Jean releva lentement la tête et regarda sa femme. Son visage pâlit, rougit puis pâlit à nouveau.
— Tu recommences avec ça ! — s’exclama-t-il.
Les enfants de Madeleine ignoraient qu’elle avait déjà fait deux tentatives de divorce. À chaque fois, Jean la persuadait de retirer sa demande. Mais maintenant que les enfants étaient adultes, elle était décidée.
— Ton comportement de mâle refait surface, — dit-elle froidement.
— Tu ne vois que ça chez moi ! — répliqua Jean.

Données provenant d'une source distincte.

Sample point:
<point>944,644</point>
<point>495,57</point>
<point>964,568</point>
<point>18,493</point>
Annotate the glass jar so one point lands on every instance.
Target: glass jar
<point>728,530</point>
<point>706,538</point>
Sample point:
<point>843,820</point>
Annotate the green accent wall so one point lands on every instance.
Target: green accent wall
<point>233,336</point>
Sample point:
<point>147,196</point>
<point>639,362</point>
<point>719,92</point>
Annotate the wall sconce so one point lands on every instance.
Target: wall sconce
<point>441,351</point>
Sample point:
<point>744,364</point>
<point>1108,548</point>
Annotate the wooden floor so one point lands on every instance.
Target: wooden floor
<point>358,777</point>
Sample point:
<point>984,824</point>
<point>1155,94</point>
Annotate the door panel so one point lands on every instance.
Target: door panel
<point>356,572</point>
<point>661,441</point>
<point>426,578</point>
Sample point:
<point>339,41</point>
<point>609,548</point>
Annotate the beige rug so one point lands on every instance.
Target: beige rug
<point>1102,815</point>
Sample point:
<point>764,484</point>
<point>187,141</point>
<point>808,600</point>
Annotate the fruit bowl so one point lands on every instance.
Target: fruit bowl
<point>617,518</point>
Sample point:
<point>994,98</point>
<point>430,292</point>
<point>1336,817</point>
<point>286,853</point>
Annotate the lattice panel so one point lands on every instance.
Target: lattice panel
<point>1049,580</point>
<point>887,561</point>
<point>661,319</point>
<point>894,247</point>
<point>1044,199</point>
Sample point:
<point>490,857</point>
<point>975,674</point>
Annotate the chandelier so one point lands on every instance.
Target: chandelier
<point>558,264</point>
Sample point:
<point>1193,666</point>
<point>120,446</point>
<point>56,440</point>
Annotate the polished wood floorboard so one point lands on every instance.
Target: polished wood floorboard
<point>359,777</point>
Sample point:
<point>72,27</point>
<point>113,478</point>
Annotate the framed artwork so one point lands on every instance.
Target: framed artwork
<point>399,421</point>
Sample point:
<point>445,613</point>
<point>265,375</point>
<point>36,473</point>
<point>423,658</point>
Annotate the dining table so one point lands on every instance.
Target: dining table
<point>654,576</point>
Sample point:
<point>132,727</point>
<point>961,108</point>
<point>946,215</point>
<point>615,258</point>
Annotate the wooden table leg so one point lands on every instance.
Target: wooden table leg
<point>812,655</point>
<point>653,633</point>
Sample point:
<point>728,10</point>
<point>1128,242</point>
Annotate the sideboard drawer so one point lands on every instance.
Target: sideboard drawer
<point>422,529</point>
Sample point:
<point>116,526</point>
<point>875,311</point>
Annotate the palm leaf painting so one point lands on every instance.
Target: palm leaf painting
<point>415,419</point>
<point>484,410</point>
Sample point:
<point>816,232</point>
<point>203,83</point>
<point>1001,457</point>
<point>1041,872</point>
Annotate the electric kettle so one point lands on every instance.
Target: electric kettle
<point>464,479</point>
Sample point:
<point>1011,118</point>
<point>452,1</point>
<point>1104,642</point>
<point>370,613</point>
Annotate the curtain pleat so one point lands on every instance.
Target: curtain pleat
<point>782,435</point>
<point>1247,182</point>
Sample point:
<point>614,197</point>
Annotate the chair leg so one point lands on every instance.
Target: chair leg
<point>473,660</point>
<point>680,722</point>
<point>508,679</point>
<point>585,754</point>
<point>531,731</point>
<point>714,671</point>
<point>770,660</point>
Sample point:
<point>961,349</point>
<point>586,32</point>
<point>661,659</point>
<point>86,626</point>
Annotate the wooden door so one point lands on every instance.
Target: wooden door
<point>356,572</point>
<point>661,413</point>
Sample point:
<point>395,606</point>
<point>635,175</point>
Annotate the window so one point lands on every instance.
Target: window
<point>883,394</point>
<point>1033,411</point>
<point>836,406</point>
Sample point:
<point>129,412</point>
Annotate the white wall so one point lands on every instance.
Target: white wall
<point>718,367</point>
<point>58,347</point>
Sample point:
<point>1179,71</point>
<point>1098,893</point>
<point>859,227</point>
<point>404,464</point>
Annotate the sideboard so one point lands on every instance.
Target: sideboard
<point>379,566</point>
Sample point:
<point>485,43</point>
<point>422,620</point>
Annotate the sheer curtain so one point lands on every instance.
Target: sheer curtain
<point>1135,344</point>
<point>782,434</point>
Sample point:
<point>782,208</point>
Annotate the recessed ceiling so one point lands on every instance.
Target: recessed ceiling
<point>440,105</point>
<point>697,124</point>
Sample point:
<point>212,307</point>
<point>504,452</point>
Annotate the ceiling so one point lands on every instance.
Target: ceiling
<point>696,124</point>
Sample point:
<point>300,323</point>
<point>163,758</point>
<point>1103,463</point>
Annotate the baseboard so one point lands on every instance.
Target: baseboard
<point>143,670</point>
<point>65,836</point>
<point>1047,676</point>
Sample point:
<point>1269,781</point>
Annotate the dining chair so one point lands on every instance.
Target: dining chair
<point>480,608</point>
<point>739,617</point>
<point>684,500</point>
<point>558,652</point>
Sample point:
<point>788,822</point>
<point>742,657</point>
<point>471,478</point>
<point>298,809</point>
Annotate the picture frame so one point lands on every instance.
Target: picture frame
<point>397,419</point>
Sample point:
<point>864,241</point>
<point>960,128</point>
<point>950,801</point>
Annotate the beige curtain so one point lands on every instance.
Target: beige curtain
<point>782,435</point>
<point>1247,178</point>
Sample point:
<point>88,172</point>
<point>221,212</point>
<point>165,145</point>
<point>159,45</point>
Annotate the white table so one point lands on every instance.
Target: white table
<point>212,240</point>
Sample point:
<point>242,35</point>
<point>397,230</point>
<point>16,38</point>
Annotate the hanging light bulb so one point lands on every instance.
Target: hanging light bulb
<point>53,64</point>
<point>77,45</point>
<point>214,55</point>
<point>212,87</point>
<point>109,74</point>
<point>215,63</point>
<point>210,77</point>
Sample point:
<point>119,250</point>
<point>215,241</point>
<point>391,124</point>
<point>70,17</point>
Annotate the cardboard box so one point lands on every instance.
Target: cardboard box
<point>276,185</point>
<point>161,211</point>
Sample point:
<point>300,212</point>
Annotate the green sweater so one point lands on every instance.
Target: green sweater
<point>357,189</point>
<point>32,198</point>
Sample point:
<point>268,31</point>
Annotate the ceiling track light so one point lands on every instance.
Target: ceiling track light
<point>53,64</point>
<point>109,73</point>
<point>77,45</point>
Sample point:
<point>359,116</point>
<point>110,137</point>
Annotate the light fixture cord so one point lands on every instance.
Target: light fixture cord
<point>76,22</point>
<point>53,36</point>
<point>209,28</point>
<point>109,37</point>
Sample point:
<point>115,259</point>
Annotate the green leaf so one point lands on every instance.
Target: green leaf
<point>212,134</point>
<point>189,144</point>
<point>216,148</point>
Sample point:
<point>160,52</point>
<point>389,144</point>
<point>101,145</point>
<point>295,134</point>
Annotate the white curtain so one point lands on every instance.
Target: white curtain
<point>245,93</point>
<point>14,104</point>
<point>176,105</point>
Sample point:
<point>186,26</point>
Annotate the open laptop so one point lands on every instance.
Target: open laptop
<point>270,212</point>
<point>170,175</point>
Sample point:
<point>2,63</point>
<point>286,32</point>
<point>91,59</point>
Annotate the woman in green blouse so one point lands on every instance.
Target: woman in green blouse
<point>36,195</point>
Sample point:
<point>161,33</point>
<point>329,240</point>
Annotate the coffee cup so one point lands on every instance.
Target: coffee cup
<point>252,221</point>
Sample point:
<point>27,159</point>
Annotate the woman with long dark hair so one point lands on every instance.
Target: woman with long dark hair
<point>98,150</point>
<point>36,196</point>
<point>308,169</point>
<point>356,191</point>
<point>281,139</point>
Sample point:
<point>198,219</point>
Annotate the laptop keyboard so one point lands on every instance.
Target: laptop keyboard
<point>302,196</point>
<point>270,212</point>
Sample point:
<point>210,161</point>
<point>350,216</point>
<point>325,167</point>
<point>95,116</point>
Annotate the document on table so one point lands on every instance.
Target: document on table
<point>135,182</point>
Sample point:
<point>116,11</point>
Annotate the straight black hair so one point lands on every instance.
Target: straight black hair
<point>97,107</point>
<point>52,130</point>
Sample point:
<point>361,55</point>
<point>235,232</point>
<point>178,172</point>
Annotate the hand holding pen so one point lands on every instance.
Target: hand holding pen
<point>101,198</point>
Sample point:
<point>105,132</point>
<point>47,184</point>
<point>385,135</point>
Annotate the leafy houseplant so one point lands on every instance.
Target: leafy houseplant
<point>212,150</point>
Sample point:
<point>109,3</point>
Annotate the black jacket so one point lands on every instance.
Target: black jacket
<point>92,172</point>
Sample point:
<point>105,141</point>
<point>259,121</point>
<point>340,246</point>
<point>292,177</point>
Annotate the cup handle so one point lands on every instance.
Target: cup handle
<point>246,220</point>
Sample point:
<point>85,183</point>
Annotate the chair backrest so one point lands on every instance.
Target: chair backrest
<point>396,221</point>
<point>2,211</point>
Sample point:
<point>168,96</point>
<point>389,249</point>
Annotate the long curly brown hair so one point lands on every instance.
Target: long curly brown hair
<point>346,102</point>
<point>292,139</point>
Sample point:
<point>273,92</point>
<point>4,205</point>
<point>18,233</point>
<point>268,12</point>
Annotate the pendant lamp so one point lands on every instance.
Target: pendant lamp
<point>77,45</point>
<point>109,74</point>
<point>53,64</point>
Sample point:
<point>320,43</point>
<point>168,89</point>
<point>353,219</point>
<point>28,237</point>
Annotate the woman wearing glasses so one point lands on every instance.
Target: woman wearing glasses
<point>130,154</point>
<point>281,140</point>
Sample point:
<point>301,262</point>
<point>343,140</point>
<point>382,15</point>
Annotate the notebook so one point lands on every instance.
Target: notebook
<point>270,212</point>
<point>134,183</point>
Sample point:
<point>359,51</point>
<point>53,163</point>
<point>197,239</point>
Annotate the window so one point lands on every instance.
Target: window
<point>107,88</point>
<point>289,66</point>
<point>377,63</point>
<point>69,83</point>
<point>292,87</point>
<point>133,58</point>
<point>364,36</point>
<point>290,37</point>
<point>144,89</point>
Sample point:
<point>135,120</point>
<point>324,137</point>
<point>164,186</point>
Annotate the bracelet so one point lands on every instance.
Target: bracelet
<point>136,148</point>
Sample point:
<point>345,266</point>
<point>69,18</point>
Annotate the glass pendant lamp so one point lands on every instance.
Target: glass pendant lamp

— Camille a peur de toi. Demain, nous irons au tribunal déposer la demande.
— Arrête ça ! — rugit-il.
— Je vais changer la serrure demain. Cet appartement appartient à mes parents, pas à toi. Tu ne rentreras plus ici sans moi, tu as compris ?
— Tu es folle ! — s’emporta-t-il.
— C’est ta faute. Demain, je vais au tribunal.
Jean se leva brusquement, regarda sa femme une dernière fois et alla dans la chambre.
Quelques jours plus tard, Madeleine préparait le dîner, aidée par Camille. Arthur entra.
— Où est papa ? — demanda-t-il.
— Il est parti, — répondit sa mère, puis ajouta : — Il a quitté la maison.
Camille posa son couteau, inquiète, et regarda Madeleine.
— Il est parti ?
— Oui, on est divorcés, — confirma Madeleine. Un léger sourire apparut sur le visage de Camille.
Madeleine détourna le regard d’Arthur et posa doucement sa main sur celle de Camille.
— Plus rien ne te menace maintenant, — lui dit-elle à voix basse.
Camille leva les yeux vers sa belle-mère, sourit et murmura :
— Merci.
— Vous avez des secrets, vous ? — demanda Arthur en s’approchant de sa femme.
Camille se retourna et serra tendrement son mari.
— Les femmes ont toujours leurs secrets, — répondit Madeleine en faisant un clin d’œil à son fils.